India’s efforts to raise around $6 billion (around Rs24,350 crore) from countries in West Asia for power sector projects here have come a cropper and analysts and experts attribute this to the global credit crisis and the unwillingness of these countries to “expose” themselves to the domestic energy sector.
The inability to raise money could crimp the country’s plans for the power sector.
“It has been close to one-and-a-half years but we are yet to make progress. These countries are not interested in taking equity in our projects but only offer loans. We do not see much happening here as our firms are interested in taking loans only if the interest rates are lower,” said a Union government official who did not wish to be identified.
India plans to add a generation capacity of 78,577MW over the next five years at a cost of Rs10.31 trillion. The ministry of power says the government faces a shortfall of Rs4.51 trillion in funding this, which it hopes to make up by attracting investors.
Capital influx: An NTPC plant in Rihand, Uttar Pradesh. The firm is among the three agencies through which the initial investments from West Asia were targeted to be channelled into the power sector.
Three state-owned power firms—NTPC Ltd, National Hydroelectric Power Corp. Ltd, and Power Grid Corp. of India Ltd were targeting investments from West Asia on the back of the power ministry’s initiative to politically and economically engage these countries, as directed by the Prime Minister’s Office. The move would have also helped them secure fuel supplies, especially gas because these countries have significant reserves of oil and natural gas.
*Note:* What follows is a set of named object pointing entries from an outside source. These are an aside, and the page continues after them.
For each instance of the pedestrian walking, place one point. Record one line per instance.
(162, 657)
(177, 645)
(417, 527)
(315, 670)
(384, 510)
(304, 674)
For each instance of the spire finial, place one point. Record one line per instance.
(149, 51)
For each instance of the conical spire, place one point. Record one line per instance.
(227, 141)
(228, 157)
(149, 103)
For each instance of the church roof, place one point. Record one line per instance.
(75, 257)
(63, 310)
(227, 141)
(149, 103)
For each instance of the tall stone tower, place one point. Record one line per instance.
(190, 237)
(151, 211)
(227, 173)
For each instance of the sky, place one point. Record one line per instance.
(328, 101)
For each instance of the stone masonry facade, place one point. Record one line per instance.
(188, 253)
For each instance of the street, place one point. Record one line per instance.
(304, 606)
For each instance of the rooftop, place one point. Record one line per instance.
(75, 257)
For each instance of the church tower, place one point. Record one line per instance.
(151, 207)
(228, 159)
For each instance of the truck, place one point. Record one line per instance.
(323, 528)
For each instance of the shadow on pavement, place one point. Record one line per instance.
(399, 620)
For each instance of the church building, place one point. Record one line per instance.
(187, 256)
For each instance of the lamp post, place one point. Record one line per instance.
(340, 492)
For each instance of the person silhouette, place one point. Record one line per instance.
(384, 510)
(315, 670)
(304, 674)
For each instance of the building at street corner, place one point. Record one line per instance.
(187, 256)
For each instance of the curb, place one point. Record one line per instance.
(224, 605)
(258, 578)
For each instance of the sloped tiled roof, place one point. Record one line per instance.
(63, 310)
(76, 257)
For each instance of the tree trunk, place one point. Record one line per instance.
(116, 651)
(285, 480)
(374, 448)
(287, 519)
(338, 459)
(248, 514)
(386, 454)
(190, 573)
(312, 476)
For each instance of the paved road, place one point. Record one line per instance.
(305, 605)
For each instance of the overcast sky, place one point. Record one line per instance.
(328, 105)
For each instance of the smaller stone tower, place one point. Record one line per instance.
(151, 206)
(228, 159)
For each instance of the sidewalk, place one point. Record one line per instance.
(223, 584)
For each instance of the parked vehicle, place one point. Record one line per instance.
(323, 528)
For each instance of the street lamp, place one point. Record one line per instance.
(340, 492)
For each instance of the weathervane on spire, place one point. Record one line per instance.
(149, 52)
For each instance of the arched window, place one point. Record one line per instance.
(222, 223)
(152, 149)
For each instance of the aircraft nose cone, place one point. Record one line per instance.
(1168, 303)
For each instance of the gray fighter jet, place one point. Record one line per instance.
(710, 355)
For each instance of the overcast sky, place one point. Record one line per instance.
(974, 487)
The initial focus was to attract investments from Saudi Arabia, Qatar, United Arab Emirates and Kuwait; Bahrain and Oman were to be targeted later.
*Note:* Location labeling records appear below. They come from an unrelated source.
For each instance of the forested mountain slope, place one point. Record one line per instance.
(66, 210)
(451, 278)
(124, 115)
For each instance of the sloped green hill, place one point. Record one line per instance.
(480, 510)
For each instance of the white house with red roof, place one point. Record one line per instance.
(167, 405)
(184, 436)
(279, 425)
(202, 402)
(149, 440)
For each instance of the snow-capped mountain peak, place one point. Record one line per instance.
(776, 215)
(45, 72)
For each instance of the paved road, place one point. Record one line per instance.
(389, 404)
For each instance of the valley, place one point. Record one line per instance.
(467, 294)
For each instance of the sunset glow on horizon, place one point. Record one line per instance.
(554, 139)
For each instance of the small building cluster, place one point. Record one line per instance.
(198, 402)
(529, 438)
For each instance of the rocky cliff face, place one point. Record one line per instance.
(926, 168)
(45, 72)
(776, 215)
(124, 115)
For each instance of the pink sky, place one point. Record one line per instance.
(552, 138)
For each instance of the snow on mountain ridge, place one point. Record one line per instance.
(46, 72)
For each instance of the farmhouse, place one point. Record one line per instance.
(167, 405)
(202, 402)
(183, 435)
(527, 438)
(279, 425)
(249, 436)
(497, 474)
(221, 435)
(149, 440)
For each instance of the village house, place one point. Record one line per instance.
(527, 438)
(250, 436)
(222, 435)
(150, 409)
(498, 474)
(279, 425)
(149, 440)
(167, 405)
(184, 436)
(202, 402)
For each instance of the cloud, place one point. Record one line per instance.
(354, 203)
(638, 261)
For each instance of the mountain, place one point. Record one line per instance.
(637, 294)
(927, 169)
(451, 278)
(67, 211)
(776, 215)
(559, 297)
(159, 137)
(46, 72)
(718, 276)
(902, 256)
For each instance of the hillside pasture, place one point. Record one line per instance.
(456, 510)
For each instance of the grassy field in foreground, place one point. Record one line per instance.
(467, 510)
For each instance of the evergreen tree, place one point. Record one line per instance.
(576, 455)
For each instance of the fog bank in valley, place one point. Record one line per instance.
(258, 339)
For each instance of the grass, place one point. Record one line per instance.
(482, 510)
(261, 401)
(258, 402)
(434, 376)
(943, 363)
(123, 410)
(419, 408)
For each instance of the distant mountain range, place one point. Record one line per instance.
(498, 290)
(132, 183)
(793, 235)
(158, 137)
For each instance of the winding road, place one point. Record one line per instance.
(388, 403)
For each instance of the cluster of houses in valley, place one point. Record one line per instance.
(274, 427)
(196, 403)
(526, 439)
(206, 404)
Email queries to the Saudi Arabia, the United Arab Emirates and Kuwait embassies in New Delhi were not answered.
Mustafa, an adviser at the Qatar embassy in New Delhi who goes by only one name, said that he “had no idea about this.”
The five projects India was shopping around for include India’s largest power generation company NTPC’s Kayamkulum combined cycle gas project, Ennore joint venture thermal power project and Cheyuur project; NHPC’s Dibang project; and a PGCIL project.
An executive at PGCIL, who did not wish to be identified, said that while some West Asian countries had earlier expressed an interest in investing in some projects, this resulted in nothing, despite the company’s efforts.
Executives at NTPC and NHPC said their experience was similar.
Executives at all three companies did not wish to be identified.
Each of the three companies was given an investment target of $2 billion as reported by Mint on 7 February.
On paper, India’s plan to raise money from West Asian countries with which it has typically enjoyed a good relationship looked good. Some of these countries had significant money at their disposal but were reluctant to park their money in US government bonds. They were looking for alternative commercial investment opportunities.
A Mumbai-based analyst, who did not wish to be identified, said: “There are a lot of reasons for this. First, these countries are not comfortable with investing in the energy projects in India as by doing so they would have made themselves susceptible to the energy demands of India such as oil and gas. There is also a liquidity crunch in the global financial systems, and their money is invested in financial institutions of developed markets through vehicles such as sovereign wealth funds.”